One key use of the value representation is to define a "typed" interface to memory. This interface is inspired by Cerberus.

trait TypedMemory: Memory {
    /// Write a value of the given type to memory.
    /// Note that it is a spec bug if `val` cannot be encoded at `ty`!
    fn typed_store(&mut self, ptr: Self::Pointer, val: Value, pty: PlaceType) -> Result {
        let bytes = pty.type.encode(val);
        self.store(ptr, bytes, pty.align)?;
    }

    /// Read a value of the given type.
    fn typed_load(&mut self, ptr: Self::Pointer, pty: PlaceType) -> Result<Value> {
        let bytes = self.load(ptr, pty.type.size(), pty.align)?;
        match pty.type.decode(bytes) {
            Some(val) => val,
            None => throw_ub!("load at type {ty} but the data in memory violates the validity invariant"),
        }
    }

    /// Check that the given pointer is dereferenceable according to the given layout.
    fn layout_dereferenceable(&self, ptr: Self::Pointer, layout: Layout) -> Result {
        if !layout.inhabited() {
            // TODO: I don't think Miri does this check.
            throw_ub!("uninhabited types are not dereferenceable");
        }
        self.dereferenceable(ptr, layout.size, layout.align)?;
    }
}

Relation to validity invariant

One way we could also use the value representation (and the author thinks this is exceedingly elegant) is to define the validity invariant. Certainly, it is the case that if a list of bytes is not related to any value for a given type T, then that list of bytes is invalid for T and it should be UB to produce such a list of bytes at type T. We could decide that this is an "if and only if", i.e., that the validity invariant for a type is exactly "must be in the value representation":

fn bytes_valid_for_type(ty: Type, bytes: List<AbstractByte>) -> Result {
    if ty.decode(bytes).is_none() {
        throw_ub!("data violates validity invariant of type {ty}"),
    }
}

Note that there is a second, different, kind of validity invariant: the invariant satisfied by any possible encoding of a value of a given type. The way things are defined above, encode is more strict than decode (in the sense that there are valid inputs to decode that encode will never produce). For example, encode makes padding between struct fields always Uninit, but decode accepts any data there. So after a typed assignment, the compiler can actually know that this stricter kind of validity is satisfied. The programmer, on the other hand, only ever has to ensure the weaker kind of validity defined above.

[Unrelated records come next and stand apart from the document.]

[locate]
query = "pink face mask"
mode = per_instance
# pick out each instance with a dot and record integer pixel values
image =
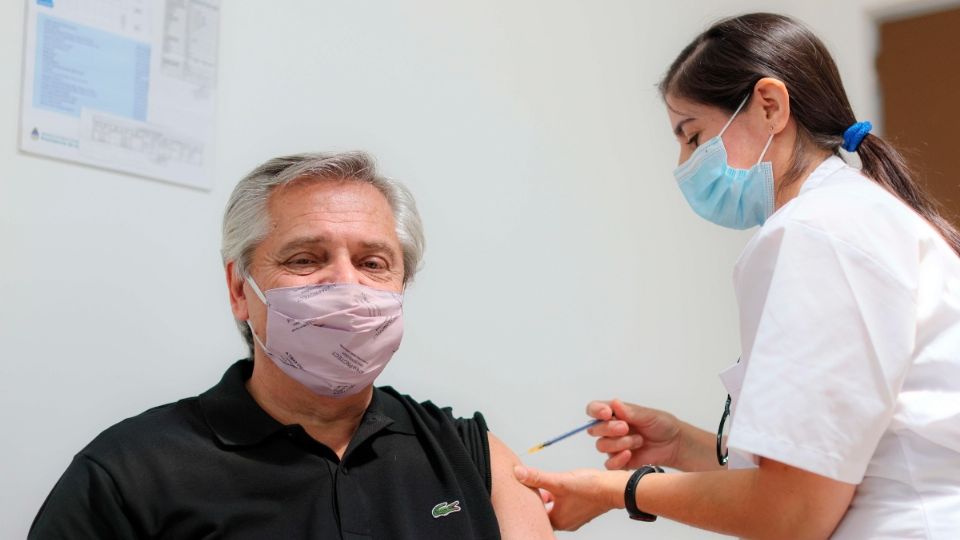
(334, 339)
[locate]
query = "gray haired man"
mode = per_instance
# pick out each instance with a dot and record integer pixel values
(296, 442)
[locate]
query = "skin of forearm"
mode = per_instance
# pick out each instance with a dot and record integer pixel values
(749, 503)
(697, 450)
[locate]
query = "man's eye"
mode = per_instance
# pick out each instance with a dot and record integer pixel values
(301, 260)
(374, 264)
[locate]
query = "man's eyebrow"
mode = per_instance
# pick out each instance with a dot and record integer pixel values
(678, 129)
(303, 241)
(378, 246)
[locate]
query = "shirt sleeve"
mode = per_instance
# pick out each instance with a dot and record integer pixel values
(834, 337)
(473, 434)
(84, 504)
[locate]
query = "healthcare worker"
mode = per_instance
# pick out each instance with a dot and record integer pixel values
(844, 409)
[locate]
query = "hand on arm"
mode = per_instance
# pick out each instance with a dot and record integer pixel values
(520, 510)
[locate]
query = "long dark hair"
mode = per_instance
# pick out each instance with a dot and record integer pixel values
(723, 64)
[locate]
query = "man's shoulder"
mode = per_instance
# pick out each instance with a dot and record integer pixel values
(158, 429)
(426, 411)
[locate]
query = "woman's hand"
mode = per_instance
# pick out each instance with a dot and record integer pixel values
(633, 436)
(576, 496)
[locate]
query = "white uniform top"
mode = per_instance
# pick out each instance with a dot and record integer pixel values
(850, 333)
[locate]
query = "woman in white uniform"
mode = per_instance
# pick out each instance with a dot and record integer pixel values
(845, 407)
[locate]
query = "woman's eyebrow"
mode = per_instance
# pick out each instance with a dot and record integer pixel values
(678, 129)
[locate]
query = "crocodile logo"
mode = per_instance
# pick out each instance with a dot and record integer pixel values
(445, 509)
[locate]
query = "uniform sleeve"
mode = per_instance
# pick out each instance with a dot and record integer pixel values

For many types this is likely what we will do anyway (e.g., for bool and ! and () and integers), but for references, this choice would mean that validity of the reference cannot depend on what memory looks like---so "dereferenceable" and "points to valid data" cannot be part of the validity invariant for references. The reason this is so elegant is that, as we have seen above, a "typed copy" already very naturally is UB when the memory that is copied is not a valid representation of T. This means we do not even need a special clause in our specification for the validity invariant---in fact, the term does not even have to appear in the specification---as everything juts falls out of how a "typed copy" applies the value representation twice.

Justifying the dereferenceable LLVM attribute is, in this case, left to the aliasing model (e.g. Stacked Borrows), just like the noalias attribute.

Transmutation

The representation relation also says everything there is to say about "transmutation". By this I mean not just the std::mem::transmute function, but any operation that "re-interprets data from one type at another type" (essentially a reinterpret_cast in C++ terms). Transmutation means taking a value at some type, encoding it, and then decoding it at a different type. More precisely:

/// Transmutes `val` from `type1` to `type2`.
fn transmute(val: Value, type1: Type, type2: Type) -> Option<Value> {
    let bytes = type1.encode(val);
    type2.decode(bytes)
}

This operation can, of course, fail, which means that val is not valid at type2.